Reputation: 45
I have data that I want to preform a batched process on using two GPUs in parallel, so I wrote the following worker class:
class Worker(multiprocessing.Process):
def __init__(self, gpu_id: int, res_queue: multiprocessing.Queue(), class_func: GPUFanc):
super().__init__()
self.gpu_id = gpu_id
self.func = class_func
self.res_queue = res_queue
def run_func(self):
with cp.cuda.Device(self.gpu_id):
self.res_queue.put(self.class_func.run_func(self.batch))
def alloc_batch(self, batch):
with cp.cuda.Device(self.gpu_id):
self.batch = cp.asarray(batch)
So I'm putting the results into a queue to deal with later, and the way that I initialize and run those workers is:
queue_list = [multiprocessing.Queue() for i in range(num_gpus)]
workers = []
for i in range(num_gpus):
workers.append(Worker(gpu_ids[i], queue_list[i], func_class_object)
for worker in workers:
worker.start()
for num_batch in range(num_batches):
main_batch = get_batch(num_batch) # Gives some arbitrary batch of data
divided_batches = devide_batch(main_batch, num_gpus)

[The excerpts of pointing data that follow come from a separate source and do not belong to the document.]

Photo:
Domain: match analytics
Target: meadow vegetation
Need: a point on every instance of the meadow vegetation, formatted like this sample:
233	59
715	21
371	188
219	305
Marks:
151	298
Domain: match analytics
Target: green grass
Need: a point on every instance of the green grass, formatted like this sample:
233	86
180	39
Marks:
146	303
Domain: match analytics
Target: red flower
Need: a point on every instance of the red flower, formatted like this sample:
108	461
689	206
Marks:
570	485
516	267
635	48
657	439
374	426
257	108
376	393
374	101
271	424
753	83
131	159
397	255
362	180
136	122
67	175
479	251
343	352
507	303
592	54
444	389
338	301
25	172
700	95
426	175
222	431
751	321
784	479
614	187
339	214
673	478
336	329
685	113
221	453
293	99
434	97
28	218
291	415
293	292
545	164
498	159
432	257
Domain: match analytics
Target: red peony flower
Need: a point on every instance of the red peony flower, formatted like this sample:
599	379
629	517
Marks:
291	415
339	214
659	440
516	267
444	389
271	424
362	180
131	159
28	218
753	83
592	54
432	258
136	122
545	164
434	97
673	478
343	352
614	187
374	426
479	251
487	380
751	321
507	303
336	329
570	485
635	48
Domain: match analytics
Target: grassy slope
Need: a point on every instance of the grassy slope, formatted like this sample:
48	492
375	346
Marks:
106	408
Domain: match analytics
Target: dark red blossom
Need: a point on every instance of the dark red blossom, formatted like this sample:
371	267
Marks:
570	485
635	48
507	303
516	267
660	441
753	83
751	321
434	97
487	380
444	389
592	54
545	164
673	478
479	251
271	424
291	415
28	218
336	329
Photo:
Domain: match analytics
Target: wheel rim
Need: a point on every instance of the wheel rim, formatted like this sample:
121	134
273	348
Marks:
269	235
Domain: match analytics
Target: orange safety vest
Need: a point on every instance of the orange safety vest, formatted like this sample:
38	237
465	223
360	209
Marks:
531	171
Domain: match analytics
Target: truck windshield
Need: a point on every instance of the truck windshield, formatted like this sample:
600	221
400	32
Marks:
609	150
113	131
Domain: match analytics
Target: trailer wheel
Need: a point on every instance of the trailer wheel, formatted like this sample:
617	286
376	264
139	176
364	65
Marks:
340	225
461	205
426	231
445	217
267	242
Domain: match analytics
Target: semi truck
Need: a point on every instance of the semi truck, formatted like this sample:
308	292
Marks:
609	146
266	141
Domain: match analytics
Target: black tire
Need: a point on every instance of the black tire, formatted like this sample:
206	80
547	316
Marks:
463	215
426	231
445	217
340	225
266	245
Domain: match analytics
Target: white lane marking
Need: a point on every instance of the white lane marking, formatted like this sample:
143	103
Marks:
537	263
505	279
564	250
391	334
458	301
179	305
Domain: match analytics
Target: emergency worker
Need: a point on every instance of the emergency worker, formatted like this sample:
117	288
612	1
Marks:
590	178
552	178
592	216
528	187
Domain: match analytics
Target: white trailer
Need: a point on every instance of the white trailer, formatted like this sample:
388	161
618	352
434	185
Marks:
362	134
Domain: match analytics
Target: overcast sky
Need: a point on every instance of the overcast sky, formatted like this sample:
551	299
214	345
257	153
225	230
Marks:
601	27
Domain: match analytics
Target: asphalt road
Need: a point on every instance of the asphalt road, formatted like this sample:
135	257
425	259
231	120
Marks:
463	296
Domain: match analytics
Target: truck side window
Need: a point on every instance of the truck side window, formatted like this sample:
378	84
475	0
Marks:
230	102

for worker_ind in range(len(workers)):
workers[worker_ind].alloc_batch(divided_batches[worker_ind])
for worker in workers:
worker.run_func()
# ------ Take out all the batches results from queues after the for loop ------
and then I'm calling worker.join().
My questions is does the two processes run in parallel when I'm calling the "worker.run_func()" inside the for loop or the call waits for the run_func to finish in every iteration.
If it isn't in parallel what changes I need to make to achieve it.
Also when looking with "nvidia-smi -l 1" I can see that the GPUs work one after the other according to the utilization section.
Upvotes: 0
Views: 55